Loi Climat : vers la suppression de certaines lignes aériennes !

13/04/21 L’Assemblée nationale a voté samedi dernier la suppression de certaines lignes aériennes intérieures. Une ligne sera fermée si le même trajet peut se faire en train et en moins de 2h30.

Le train comme alternative

Dans le cadre de la Loi Climat, les députés ont voté en première lecture la suppression de certaines lignes aériennes intérieures s’il existe une alternative en train et en moins de 2h30.

L’objectif de cette mesure est de réduire les trajets en avion qui sont très polluants et de favoriser l’utilisation du train à grande vitesse. Ainsi, les liaisons entre les aéroports de Paris à destination de Nantes, Bordeaux ou encore Lyon sont concernées.

Des exceptions seront faites pour les trajets en correspondance.

Alors que la convention citoyenne pour le climat demandait une suppression des liaisons intérieures en cas d’alternative de moins de 4h, c’est finalement le seuil de 2h30 qui a été retenu. En effet, un seuil de 4h aurait entraîné des disparités entre les territoires. Selon Jean-Baptiste Djebbari, le ministre délégué aux Transports, un seuil de 4h viendrait « assécher des territoires souvent enclavés comme le grand Massif central. Ce serait inique sur le plan de l’équité des territoires ».

Une mesure qui fait débat

Cependant, malgré le vote à l’Assemblée nationale, les députés sont encore très partagés sur cette mesure. En effet, pour les députés écologistes, le seuil de 2h30 n’est pas suffisant pour que la France atteigne ses objectifs en matière de transition écologique. « Si l’on retenait la limite de quatre heures au lieu de deux et demie, on ferait baisser ces émissions de 33%, ce qui aiderait la France à réaliser son ambition climatique et à respecter ses engagements internationaux, sans empêcher les gens de se déplacer » explique une députée.

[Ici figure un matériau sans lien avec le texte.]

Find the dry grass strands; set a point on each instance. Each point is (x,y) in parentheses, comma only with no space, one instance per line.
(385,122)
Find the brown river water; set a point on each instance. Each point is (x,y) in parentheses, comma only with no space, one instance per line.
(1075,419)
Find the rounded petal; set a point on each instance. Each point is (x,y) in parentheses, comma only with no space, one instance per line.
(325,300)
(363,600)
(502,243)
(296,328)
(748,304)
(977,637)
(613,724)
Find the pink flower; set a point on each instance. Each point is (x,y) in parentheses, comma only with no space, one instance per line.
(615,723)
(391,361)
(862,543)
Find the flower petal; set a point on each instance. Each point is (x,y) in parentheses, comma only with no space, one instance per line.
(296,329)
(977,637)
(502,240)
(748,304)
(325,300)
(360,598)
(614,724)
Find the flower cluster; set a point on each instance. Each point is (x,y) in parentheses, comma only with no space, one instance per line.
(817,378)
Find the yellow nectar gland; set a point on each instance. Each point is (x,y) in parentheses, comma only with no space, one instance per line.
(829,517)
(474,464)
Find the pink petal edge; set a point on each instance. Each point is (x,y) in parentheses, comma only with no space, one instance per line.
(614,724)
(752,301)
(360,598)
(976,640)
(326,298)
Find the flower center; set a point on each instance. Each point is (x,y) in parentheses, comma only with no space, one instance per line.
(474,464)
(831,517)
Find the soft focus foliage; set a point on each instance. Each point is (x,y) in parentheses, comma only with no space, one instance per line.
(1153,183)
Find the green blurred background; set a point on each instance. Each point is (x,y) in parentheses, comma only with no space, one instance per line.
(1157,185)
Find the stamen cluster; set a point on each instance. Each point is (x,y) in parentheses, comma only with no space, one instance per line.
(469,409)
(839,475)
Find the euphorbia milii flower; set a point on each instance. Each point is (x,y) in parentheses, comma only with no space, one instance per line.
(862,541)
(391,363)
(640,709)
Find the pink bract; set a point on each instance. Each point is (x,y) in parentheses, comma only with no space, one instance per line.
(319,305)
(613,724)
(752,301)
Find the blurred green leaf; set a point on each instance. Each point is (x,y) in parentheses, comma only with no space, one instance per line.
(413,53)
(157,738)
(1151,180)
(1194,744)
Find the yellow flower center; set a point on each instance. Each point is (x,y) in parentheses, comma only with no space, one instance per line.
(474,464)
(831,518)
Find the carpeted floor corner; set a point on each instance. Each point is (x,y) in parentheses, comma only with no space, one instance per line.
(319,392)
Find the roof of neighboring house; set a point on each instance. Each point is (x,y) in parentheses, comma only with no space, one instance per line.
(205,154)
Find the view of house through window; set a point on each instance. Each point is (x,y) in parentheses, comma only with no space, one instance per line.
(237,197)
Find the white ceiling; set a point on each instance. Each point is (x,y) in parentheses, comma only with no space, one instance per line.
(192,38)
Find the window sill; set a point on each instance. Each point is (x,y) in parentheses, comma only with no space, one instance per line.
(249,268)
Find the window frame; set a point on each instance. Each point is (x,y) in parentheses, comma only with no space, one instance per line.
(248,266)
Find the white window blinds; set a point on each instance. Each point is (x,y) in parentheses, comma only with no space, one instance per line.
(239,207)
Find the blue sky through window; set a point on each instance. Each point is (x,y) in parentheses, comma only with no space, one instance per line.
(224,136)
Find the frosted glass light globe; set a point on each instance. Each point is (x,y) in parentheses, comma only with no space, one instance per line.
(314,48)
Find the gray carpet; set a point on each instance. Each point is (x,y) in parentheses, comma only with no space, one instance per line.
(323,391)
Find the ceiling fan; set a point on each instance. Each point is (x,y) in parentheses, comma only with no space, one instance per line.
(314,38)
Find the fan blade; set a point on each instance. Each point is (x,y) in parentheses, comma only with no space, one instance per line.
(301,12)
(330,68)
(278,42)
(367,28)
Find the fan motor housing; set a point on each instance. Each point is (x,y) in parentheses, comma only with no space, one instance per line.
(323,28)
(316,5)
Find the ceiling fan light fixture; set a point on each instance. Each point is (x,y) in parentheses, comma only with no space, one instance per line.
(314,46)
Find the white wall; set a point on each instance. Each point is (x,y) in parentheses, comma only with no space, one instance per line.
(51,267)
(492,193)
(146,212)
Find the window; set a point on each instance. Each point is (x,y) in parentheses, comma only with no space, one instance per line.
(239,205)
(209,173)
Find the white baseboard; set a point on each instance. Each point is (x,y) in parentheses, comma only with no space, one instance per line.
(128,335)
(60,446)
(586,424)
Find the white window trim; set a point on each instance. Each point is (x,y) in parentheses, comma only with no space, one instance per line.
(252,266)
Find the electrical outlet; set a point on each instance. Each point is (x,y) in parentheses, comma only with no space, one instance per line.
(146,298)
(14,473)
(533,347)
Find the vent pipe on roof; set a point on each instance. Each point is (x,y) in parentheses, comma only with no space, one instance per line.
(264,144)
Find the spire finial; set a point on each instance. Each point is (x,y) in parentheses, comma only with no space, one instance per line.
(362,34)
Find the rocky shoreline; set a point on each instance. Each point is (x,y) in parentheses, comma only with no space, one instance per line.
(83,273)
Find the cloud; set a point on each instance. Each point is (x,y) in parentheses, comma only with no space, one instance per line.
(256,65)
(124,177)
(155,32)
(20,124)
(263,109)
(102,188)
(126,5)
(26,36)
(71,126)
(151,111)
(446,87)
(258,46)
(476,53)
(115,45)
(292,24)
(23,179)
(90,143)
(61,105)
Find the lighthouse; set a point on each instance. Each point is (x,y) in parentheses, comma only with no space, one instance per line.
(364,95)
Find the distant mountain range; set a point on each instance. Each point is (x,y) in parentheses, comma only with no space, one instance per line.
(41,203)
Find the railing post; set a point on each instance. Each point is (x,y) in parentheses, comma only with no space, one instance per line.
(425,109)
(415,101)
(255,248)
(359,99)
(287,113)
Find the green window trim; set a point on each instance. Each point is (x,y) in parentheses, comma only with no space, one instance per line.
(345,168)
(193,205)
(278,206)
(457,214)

À l’inverse, d’autres députés considèrent que le seuil des 2h30 est d’ors et déjà trop élevé. « Le secteur aéronautique doit évidemment se moderniser et se verdir. Cela étant, il ne faut pas que cette mutation se fasse au détriment des millions de salariés que cette industrie fait vivre, à plus forte raison parce que le contexte actuel de crise sanitaire n’est pas habituel » dénonce un député du Parti Socialiste.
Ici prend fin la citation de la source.